Thank you. And in recognition of participant time constraints during a busy ASH meeting, our last question will come from Ren Benjamin with JMP Securities.

For me, it's about the cell expansion data that you have in the second CAR-T dose. Can you maybe just help explain how these expansions may be correlating to the depth of the CR? So all these 3 patients ultimately got a CR. But clearly, the expansions vary quite a bit. I'd love to just kind of get your thoughts as to how you're viewing this. Can you also tell us what's the longest you've seen the cells actually persist in a patient? And is there any thoughts to dosing according to kind of, like, cell number or vector copy number within a patient?

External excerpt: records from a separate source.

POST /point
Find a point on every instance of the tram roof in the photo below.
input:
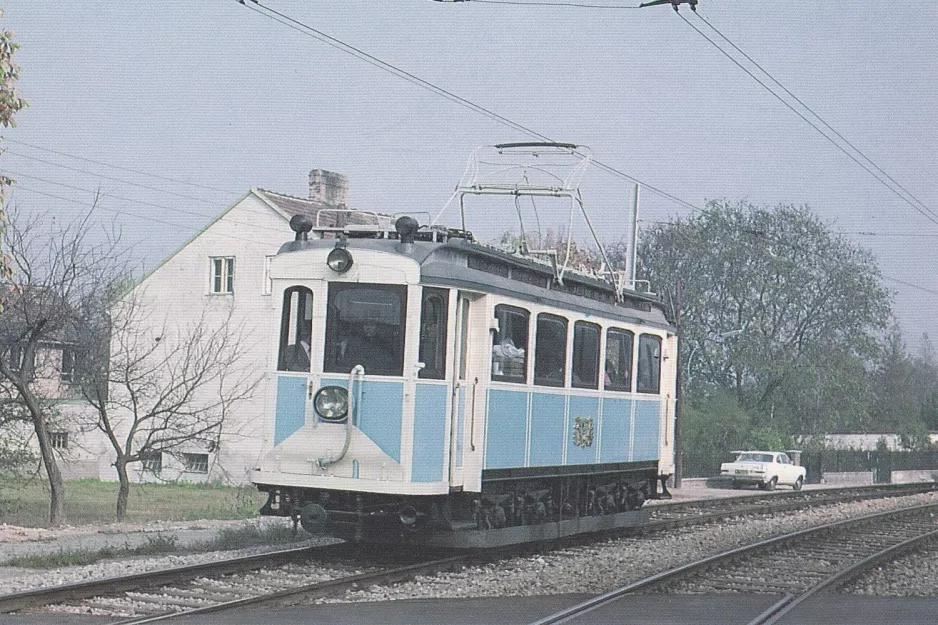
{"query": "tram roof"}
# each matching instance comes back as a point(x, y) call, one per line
point(453, 258)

Okay. Ren, let me take that question. In terms of second cell infusion, the fact that we are seeing cell expansion is very exciting. So cell expansion, that is really triggered by the presence of CD19, whether it's present in the B-cells or whether it's present in the lymphoma cells, which would really trigger the activation of the CAR T cells. So in the cases where we see the partial response sort of converting to CR, we have been asked and we certainly have seen it in the autologous setting after single infusion, because there's no chance for consolidation in autologous setting, sometimes initial PR improves over a period of time to CR. Those are usually some minor PET findings that prevents you from calling a good response to a CR and you just have to wait for the PET response to go away. I mean certainly, some of the patients in our study would apply to that kind of setting. But certainly, when we see the cell expansion, I mean that's a really good indication that the consolidation is doing what it is intended to do. Your other question about how long do you see the cell persistence by vector copy number. And obviously, this is by vector copy number. We don't know whether those cells are functional or not. I mean, the only way that you know whether CAR T cells are still functional or not is sort of following as a surrogate endpoint the duration of B-cell aplasia. And as Rafael said, that B-cell aplasia we see in our study is pretty -- it's very comparable to what we have seen in the autologous setting. Having said that, just if you just followed by the vector copy number, we can easily get up to about 120 days, which I believe is more than enough to get the maximum benefits of the CAR T therapy. And your last question, will we ever consider dosing based on vector copy number? I mean, I'm not going to say no. I mean, as we learn about the CAR T therapy, maybe in the future. But right now, that's not something that we are considering.

Thank you. That concludes our question-and-answer session. I would like to turn the conference back over to management for any additional comments.

ASH has been an extremely busy time for all of us, and thank you very much for joining the call today. As we said in the beginning, we are very proud of what we, Allogene, has accomplished in the allogeneic cell therapy setting. And we look forward to updating the data as we follow these patients as well as communicating additional data. So thank you very much for following us today.

Thank you. Ladies and gentlemen, thank you for your participation in today's conference. This does conclude the program, and you may now log off and disconnect.